Abstract
Recent works on fine-grained visual categorization rely on detecting discriminative regions that correspond to specific visual patterns. Promising progress has been obtained by constructing complicated network architecture, which either involves explicitly or implicitly capturing subtle differences to learn part-level representations. Instead of sophisticated model designs, we consider the learning paradigm of data augmentation to utilize subtle cues through a single vanilla neural network (e.g., ResNet). However, the powerful regional dropout strategy, Cutout, which randomly overlays a square patch of inputs in training, may produce inefficient images for fine-grained classification. This is because constant and causal block extent is potentially inflexible for the variety of object position and size. To generate more reasonable samples, we propose an enhanced image synthesis strategy called Attentive Cutout, which purposefully conceals informative details by performing attention-guided content sampling on the high responses from channels.
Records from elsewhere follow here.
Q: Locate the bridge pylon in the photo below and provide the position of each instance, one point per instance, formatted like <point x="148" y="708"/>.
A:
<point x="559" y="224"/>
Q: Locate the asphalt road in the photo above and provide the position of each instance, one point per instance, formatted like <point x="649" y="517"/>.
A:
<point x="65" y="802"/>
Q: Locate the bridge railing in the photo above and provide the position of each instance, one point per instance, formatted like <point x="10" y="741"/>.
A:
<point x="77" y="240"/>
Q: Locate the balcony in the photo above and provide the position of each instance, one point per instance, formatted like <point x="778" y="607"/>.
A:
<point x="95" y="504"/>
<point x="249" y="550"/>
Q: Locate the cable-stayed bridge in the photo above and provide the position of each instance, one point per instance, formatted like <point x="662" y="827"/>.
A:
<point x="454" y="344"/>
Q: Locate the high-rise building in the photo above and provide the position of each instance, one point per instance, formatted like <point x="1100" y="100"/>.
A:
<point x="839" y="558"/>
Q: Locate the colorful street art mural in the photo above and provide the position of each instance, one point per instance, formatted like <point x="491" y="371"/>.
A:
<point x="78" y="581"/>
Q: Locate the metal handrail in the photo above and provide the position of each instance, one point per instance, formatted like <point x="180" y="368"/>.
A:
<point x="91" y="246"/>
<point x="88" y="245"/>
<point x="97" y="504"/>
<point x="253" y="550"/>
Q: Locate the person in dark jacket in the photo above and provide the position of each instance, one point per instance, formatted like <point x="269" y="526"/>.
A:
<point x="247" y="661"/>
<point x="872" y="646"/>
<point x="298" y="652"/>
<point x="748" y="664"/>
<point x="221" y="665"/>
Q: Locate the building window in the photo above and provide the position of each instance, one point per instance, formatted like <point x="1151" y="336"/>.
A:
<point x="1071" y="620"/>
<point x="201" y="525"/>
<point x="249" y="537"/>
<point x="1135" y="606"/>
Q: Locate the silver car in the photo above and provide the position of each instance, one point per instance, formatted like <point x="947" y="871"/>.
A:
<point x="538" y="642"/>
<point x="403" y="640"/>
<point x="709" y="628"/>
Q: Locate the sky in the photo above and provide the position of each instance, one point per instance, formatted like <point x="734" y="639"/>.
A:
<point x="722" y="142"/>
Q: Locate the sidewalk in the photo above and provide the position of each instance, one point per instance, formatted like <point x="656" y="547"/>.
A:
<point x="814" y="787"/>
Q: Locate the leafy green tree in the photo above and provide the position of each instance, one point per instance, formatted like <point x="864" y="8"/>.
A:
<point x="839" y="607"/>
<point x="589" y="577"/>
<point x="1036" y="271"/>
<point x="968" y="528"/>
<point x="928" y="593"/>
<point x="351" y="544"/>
As the feature channels generally represent the multitude of different clues for specified categories, our method is capable of selecting distinct parts to occlude in every iteration. Compare with previous synthesizing training data approaches, Attentive Cutout ensures more diversity and attends to part-level features among generated images. Extensive experiments and analysis studies demonstrate the effectiveness of our approach, which is efficient but easy to implement and achieves competitive performance with structure-based methods.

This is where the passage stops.